In the first four churches you find the ecclesiastical order of things in the world dosing with Thyatira which goes on " till I come." Thyatira ends entirely the whole moral history of the church of God until Christ comes. Consequently, you get there both the kingdom and the heavenly part of the saints. " He that overcometh, and keepeth my works unto the end, to him will I give power over the nations: And he shall rule them with a rod of iron; as the vessels of a potter shall they be broken to shivers: even as I received of my Father." That is the kingdom according to the second Psalm.
" And I will give him the morning star "-that is Christ according to the New Testament.... As soon as he says "morning star" in Rev. 22:16, " The Spirit and the bride say, Come."
In the first four churches, when Christ is spoken of, it is in the terms by which He is described when among the golden candlesticks, but this is not the case in the latter three.
" He that hath the key of David," has no place in that which John saw in Christ in Rev. 1
But it is Christ's coming which is brought before us.
In Philadelphia we get, " I know thy works," but there is not a word said about them, the saints must be content to wait till the Lord comes.
" Because thou hast kept the word of my patience," that was Christ's own path down here, and we are to walk in it now-now that we are at the end of a dispensation, which, as an outward system, has wholly departed from God.
Christ down here had none of the things that belonged to Him. As a man, He simply lived by every word of God. He did not take up the pretension of power, but He walked in obedience, and that is just our place. And mark, they should, consequently, be kept " from the hour of temptation, which shall come upon all the world, to try them that dwell upon the earth."
At, and from, the very beginning, the Lord's coming was presented as the immediate expectation and hope of the believer; while in no case is the thought of the coming of Christ put beyond the life of those who were living then.
The history of the church is not given as a thing that is to continue, but it is all brought out in churches that then existed.
So, "the virgins" that go to sleep are the same as those who wake up.
Do not treat the Lord's coming as a matter of prophecy—prophecy concerns events in this world.
When once personal salvation is settled, then we delight in two things which are found in Scripture-the government of the world, and the sovereign grace which has taken poor sinners like us, and set us with Christ before God.

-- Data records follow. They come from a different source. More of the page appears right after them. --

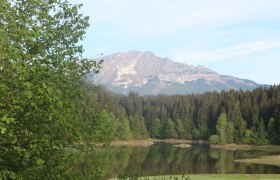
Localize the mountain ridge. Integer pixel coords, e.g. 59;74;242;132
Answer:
92;51;261;95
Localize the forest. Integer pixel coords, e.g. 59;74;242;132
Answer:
0;0;280;179
88;83;280;144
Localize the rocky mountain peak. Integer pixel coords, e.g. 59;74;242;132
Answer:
93;51;258;94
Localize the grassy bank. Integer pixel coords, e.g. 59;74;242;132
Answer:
111;139;209;146
235;155;280;166
135;174;280;180
211;144;280;152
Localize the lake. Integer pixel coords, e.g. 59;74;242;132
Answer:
2;143;280;179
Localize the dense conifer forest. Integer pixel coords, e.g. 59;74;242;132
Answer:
88;83;280;144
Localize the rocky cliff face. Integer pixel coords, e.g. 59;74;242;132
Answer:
92;51;260;95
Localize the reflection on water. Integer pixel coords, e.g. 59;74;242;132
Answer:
2;144;280;179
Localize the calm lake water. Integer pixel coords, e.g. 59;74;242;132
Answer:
3;143;280;179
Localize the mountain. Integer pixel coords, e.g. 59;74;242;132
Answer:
91;51;260;95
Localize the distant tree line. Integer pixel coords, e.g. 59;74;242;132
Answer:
91;83;280;144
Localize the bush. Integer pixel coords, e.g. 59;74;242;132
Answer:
209;135;220;144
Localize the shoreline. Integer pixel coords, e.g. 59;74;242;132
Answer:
110;139;209;147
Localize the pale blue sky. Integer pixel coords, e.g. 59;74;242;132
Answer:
70;0;280;84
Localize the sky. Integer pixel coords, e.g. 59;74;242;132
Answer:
70;0;280;84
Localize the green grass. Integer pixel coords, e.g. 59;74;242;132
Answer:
235;155;280;166
135;174;280;180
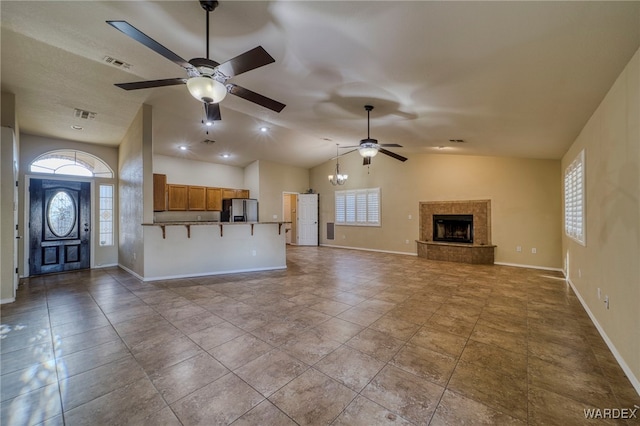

Prophecy concerns the first; but the sovereign grace which puts us poor creatures in the glory of the Son of God is a distinct thing. Christ will come and take us there, but (save in the lips of Christ Himself) you never find the "assembly" nor the rapture, except in Paul. (The mere name is used in 2 John.) Others speak of his appearing, but that has to do with the government of this world.
Ques. May I ask you for a word about "the hour of temptation"?
There is an hour of temptation coming upon the whole earth. I do not mean the special tribulation of Matt. 24, for that is Jewish, and Jeremiah calls it "Jacob's trouble," but, beside that, there is a time of trial which will pass over the whole world.
The " everlasting gospel " will announce that " the hour of his judgment is come," and God will not judge the nations of the earth until He has sent this message out to them.
Matthew gives you the judgment of the nations, according as "my brethren" have been received by them or not. That is here the only ground on which they will be judged.
Romans gives us the ground of the judgment of the heathen.
That is prophecy. It will be a time of trouble over the whole world, but those who are faithful to the word of Christ's patience will be kept from it, i.e., taken out of the way to the Lord.